Regulasi dan kebijakan pemerintah kurang baik. Terdapat banyak pelanggaran pembangunan di
tepi sungai yang dilakukan masyarakat yang dapat membahayakan orang banyak.

4. Capacity and Resilience


Capacity and Resilience adalah Kemampuan dan antisipi untuk menanggapi potensi bencana
disekitar lingkungan.

Sebelum terjadinya banjir bandang Bukit Lawang masyarakat sekitar tidak mempersiapkan diri
tanggap terhadap bencana. Masyarakat tidak mawas diri dalam keselamatan. Masyarakat tidak tahu
resiko dan potensi yang akan terjadi. Menjelang terjadinya banjir bandang masyarakat tidak
mengetahui tanda-tanda atau isyarat alam bahwa akan terjadi banjir. Masyarakat tidak siap dalam
menanggulangi bencana ini.

Pasca banjir bandang Bukit Lawang masyarakat sadar dan lebih mawas diri. Masyarakat lebih
menjaga hutan lindung dan tidak membiarkan siapapun melakukan penebangan hutan secara liar. Ada
tindakan dan sanksi bagi pelaku yang melakukan penebangan liar. Warga memusuhi siapa saja yang
menebang pohon di hutan Taman Nasional Gunung Leuser.

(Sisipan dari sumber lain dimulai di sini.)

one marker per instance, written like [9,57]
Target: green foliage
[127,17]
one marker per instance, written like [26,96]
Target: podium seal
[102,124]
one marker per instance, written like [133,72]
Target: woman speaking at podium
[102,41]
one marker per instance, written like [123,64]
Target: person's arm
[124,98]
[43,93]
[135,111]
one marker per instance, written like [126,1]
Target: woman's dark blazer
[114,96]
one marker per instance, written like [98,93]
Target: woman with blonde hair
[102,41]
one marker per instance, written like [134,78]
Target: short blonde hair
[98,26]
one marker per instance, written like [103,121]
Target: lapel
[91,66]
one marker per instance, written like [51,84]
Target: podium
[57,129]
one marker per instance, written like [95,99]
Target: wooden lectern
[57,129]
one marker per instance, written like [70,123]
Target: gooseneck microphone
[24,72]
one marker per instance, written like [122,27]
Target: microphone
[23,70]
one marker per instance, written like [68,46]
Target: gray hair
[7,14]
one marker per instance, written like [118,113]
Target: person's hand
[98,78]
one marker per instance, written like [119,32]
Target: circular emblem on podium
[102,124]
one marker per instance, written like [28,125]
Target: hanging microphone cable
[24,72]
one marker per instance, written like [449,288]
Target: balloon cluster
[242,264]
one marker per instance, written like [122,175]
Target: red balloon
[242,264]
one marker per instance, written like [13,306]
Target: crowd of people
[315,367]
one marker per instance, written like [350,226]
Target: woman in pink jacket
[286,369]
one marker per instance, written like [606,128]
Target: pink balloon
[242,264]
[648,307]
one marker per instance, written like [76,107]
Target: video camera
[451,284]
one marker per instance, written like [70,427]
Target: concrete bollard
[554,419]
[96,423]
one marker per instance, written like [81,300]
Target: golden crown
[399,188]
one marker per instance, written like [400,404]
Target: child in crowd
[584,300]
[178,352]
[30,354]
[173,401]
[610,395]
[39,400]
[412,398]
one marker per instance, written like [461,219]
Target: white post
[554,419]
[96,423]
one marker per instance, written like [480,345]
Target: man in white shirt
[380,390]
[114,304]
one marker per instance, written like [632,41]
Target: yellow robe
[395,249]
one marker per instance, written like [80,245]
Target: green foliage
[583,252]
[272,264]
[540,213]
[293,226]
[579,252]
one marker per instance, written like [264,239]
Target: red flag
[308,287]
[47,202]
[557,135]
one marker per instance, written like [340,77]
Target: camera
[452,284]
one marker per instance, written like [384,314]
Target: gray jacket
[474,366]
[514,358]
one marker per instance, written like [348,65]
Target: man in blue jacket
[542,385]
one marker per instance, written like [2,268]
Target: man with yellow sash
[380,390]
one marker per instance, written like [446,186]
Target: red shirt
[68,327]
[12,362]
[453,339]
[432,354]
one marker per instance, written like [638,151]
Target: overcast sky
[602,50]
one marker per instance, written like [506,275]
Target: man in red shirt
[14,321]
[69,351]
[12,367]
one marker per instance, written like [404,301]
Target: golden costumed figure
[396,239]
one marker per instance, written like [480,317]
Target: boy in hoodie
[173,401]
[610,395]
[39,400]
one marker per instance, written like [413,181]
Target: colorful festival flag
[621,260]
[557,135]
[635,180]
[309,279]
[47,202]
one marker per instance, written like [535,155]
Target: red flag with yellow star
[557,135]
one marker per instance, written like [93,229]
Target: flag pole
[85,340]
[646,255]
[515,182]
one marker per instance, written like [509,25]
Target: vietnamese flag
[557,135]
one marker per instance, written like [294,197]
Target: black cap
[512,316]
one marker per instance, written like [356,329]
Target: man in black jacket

Dalam pembangunan kembali bangunan-bangunan, masyarakat mulai berhati-hati untuk


mengantisipasi apabila terjadi lagi banjir bandang. Meskipun tetap membangunan di tepi sungai,
masyarakat memundurkan bangunan beberapa meter dari tepi sungai. Mereka memberi jarak lahan
kosong yang ditanami pohon antara bangunan dan sungai. Namun ada beberapa yang nekat
membangun di tepi sunga walaupu sudah diperingatkan.
Masyarakat menanam tanaman keras di tepi sungai untuk penahan air sungai. Tanaman keras
yang digunakan seperti trembesi, waru, mahoni, sengon, dan angsana. Penanaman pohon dilakukan
secara pribadi dan dengan biaya sendiri. Pohon yang berada di tepi sungai dapat berfungsi untuk
penahan air sungai dan mengurangi dampak pabila tejadi banjir bandang lagi.

Vegetasi di tepi sungai bahorok.


Sumber: http://www.wisatamedan.net

5. Culture
Culture merupakan kemampuan memahami alam dan mengatasi persoalan alam tergambar
dalam karya budaya arsitektur dan lingkungan menjadi nilai tradisi. Merupakan kebiasaan masyarakat
terhadap lingkungan disekitarnya.

Bangunan rumah masyarakat umunya terbuat dari kayu dan bata. Shelter-shelter wisata terbuat
dari kayu dan beratap rumbia. Bangunan-bangunan berada persis di tepi sungai. Tipikal perumahan
memiliki kepadatan yang tinggi. Jarak antara rumah dengan rumah berjarak dekat. Jalur sirkulasi juga
sempit dan seperti menghimpit. Apabila terjadi bencana maka akan sulit untuk menyelamatakan diri.